TUNISIE
09/10/2018 15h:54 CET

C'est Béji Caid Essebsi, président d'honneur de Nidaa et non le président de la République qui a rencontré Rached Ghannouchi

“Il s’agissait d’une rencontre politique et non d’une rencontre officielle"

Alors que le communiqué relatif à la rencontre, tenue lundi, entre le président de la République Béji Caid Essebsi et le président d’Ennahdha Rached Ghannouchi a été publié par le parti Nidaa Tounes et non par la présidence de la République, suscitant au passage de nombreuses interrogations, le président de la commission de l’information de Nidaa Tounes Mongi Harbaoui a apporter des explications.

“C’est un communiqué qui a été publié dans le cadre d’une rencontre en tête à tête entre le président du parti Ennahdha et le président d’honneur de Nidaa Tounes” expliquant ainsi que Béji Caid Essebsi représentait le parti et non la présidence de la République.
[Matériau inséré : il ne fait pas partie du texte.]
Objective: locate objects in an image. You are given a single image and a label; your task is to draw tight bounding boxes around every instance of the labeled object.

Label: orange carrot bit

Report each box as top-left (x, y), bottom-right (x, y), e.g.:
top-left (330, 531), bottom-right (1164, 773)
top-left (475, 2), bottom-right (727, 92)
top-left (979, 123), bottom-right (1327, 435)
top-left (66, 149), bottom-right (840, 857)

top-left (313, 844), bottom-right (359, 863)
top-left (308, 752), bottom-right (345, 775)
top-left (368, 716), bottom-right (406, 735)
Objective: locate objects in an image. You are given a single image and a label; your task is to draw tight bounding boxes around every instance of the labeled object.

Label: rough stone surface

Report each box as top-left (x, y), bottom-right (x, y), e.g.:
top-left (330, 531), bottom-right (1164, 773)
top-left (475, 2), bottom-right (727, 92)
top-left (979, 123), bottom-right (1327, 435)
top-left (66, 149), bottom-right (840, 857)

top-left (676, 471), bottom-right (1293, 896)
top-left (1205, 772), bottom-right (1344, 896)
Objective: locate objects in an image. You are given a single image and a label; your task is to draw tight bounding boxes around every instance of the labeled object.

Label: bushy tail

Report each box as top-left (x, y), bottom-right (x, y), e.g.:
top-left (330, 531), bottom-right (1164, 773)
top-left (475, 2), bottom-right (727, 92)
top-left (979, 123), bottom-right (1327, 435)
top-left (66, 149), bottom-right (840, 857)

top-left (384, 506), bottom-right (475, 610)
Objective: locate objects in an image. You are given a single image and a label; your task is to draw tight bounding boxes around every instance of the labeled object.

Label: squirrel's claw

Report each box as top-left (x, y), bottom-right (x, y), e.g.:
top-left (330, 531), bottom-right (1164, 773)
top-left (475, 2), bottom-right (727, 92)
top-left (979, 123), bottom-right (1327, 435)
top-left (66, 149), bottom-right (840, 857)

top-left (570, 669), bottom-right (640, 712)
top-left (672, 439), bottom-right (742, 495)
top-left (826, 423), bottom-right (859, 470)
“Il s’agissait d’une rencontre politique et non d’une rencontre officielle en sa qualité de président de la République, auquel cas, la présidence aurait publié un communiqué là-dessus” a-t-il ajouté.

Selon lui, “Béji Caid Essebsi est le président d’honneur de Nidaa Tounes et celui qui fixe sa ligne politique”, ce qui fait qu’il est impossible de dissocier Nidaa Tounes de Béji Caid Essebsi: “Aujourd’hui qui dit Ennahdha dit Rached Ghannouchi, qui dit Front populaire dit Hamma Hammami (...) et Nidaa Tounes, c’est Béji Caid Essebsi”.
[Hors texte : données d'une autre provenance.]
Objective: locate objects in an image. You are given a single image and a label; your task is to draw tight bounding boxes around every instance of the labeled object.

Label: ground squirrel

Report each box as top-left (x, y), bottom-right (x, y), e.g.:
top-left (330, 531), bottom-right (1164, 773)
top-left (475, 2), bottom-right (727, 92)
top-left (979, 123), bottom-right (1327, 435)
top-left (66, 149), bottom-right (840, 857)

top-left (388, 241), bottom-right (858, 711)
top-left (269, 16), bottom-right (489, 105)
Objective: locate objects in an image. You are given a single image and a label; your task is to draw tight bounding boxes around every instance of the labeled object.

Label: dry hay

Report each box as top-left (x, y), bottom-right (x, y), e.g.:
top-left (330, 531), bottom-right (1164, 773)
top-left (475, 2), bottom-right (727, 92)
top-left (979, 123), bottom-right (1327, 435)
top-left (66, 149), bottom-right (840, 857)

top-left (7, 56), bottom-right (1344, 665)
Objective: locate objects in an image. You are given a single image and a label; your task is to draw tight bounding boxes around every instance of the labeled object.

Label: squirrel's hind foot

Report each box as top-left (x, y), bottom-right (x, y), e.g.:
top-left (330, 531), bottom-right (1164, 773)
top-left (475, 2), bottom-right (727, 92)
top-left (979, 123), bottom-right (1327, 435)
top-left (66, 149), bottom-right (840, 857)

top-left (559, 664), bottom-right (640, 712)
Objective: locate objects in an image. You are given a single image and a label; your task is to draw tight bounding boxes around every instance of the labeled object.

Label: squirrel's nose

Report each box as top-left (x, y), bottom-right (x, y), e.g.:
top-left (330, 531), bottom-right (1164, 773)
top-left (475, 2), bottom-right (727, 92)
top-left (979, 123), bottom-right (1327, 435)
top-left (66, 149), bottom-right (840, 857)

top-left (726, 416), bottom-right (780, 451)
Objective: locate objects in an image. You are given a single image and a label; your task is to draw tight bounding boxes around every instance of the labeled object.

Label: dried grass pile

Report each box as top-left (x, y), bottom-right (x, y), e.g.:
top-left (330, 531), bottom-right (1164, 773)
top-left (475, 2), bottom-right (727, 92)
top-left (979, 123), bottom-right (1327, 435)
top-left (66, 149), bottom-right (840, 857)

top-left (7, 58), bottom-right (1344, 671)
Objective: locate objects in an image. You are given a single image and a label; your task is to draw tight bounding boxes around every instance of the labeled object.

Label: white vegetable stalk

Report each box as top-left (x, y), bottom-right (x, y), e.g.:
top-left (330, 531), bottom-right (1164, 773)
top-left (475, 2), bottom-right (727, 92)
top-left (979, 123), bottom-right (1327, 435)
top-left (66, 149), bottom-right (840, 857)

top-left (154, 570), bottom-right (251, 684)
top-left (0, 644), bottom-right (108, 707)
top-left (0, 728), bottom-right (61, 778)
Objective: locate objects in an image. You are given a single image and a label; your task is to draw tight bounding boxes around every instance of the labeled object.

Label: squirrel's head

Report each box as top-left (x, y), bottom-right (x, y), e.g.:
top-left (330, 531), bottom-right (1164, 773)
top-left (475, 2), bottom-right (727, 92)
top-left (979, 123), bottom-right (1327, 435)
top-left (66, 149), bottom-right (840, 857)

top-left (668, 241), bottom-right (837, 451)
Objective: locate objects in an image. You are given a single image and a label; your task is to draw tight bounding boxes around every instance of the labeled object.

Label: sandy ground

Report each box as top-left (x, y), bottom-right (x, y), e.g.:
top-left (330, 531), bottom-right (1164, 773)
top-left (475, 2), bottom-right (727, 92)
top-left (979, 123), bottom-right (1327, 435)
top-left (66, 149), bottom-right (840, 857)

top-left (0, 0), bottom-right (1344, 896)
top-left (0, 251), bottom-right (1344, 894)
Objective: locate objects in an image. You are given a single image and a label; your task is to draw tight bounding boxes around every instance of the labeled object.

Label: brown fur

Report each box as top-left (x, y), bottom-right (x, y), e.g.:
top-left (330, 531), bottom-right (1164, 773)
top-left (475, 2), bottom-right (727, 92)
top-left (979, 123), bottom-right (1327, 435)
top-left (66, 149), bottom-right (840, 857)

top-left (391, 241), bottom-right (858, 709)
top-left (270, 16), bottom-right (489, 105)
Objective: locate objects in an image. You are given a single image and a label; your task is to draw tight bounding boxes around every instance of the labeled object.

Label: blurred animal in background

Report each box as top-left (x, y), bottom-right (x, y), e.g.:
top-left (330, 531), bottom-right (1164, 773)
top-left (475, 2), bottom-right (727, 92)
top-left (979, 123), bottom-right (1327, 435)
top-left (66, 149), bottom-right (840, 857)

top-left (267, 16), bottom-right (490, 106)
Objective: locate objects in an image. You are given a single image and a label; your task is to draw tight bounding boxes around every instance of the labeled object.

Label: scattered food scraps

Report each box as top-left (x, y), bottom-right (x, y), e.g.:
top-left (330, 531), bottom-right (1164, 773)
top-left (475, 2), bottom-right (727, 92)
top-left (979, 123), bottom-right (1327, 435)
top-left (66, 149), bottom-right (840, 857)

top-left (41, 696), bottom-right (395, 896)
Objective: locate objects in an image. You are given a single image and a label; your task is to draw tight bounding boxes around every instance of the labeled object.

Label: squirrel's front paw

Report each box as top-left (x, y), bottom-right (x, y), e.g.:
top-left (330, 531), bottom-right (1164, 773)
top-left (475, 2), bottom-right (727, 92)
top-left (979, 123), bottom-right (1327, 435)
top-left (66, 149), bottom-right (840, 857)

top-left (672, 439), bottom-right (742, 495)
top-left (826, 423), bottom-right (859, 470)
Quant au contenu du communiqué, Mongi Harbaoui note que deux points sont essentiels dans celui-ci:  “Le plus important dans tout ça, c’est la fin du consensus” et “la fin de l’appui de Nidaa Tounes et de son bloc parlementaire au gouvernement”.

“Tous les moyens ont été utilisés pour faire pressions sur les députés de Nidaa Tounes”
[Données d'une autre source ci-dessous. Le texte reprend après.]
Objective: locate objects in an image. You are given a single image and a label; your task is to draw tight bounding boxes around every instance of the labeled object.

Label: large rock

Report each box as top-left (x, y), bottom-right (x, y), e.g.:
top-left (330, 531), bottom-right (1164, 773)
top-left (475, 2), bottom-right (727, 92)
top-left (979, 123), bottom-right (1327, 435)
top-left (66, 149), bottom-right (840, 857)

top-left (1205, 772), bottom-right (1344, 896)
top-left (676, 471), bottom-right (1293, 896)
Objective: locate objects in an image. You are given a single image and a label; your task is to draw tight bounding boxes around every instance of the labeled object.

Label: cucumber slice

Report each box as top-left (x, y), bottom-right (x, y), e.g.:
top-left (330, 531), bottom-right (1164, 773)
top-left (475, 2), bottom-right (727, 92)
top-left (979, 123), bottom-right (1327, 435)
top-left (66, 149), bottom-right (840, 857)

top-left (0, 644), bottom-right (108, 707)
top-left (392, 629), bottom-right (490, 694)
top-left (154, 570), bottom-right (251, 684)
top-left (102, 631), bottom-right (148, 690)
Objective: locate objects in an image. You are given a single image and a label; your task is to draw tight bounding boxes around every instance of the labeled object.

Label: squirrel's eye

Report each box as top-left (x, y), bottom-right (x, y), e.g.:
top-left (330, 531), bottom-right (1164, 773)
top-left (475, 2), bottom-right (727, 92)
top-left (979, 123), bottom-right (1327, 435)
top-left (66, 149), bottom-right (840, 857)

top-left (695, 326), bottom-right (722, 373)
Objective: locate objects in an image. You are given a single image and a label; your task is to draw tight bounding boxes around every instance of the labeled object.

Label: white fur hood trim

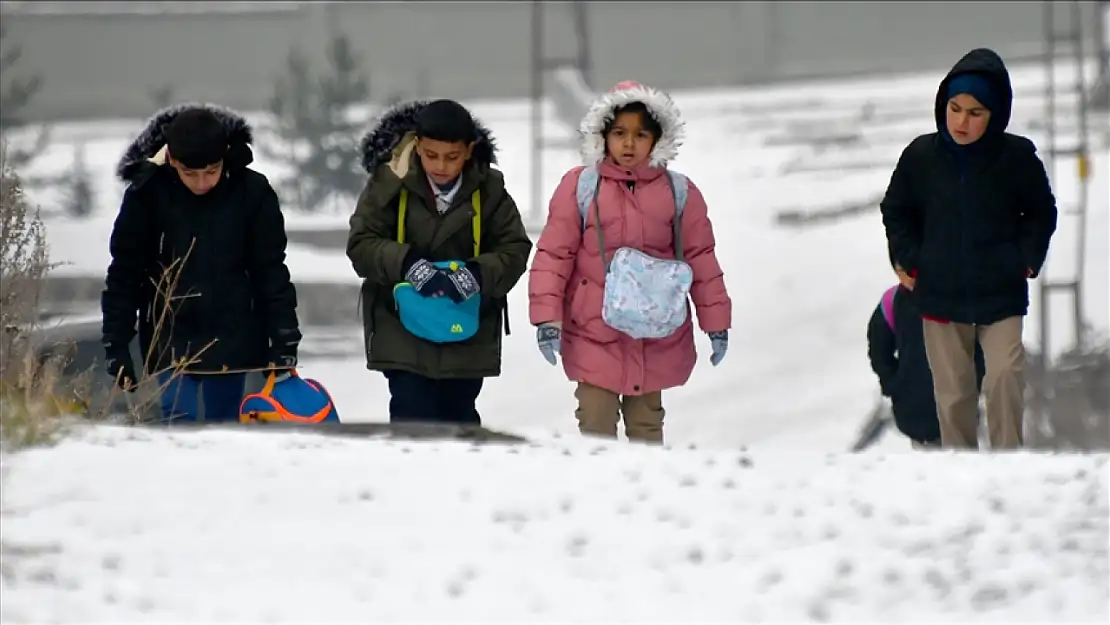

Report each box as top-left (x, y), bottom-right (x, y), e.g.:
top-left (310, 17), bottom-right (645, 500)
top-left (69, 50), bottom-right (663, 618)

top-left (578, 82), bottom-right (686, 167)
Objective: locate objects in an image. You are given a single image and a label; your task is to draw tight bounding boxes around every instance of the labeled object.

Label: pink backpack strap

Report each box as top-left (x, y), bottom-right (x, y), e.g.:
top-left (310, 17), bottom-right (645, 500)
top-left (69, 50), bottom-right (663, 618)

top-left (879, 284), bottom-right (898, 332)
“Tous les moyens ont été utilisés” afin d’encourager les députés de Nidaa Tounes à démissionner a affirmé Mongi Harbaoui ajoutant que “ces démissions ne sont pas innocentes, ni au niveau du timing, ni au niveau de la manière”.

“En grande majorité, ces démissions sont dues à des pressions à cause de certains dossiers qui peuvent être politiques, économiques” ajoutant qu’il y a “des dossiers autour desquels planent dessus des soupçons de corruption”.

D’autres selon lui, ont démissionné par avidité politique: “Il y a certains qui ont des ambitions, qui veulent entrer au gouvernement, obtenir des postes importants au sein de l’État...” dit-il faisant référence au prochain remaniement ministériel à prévoir.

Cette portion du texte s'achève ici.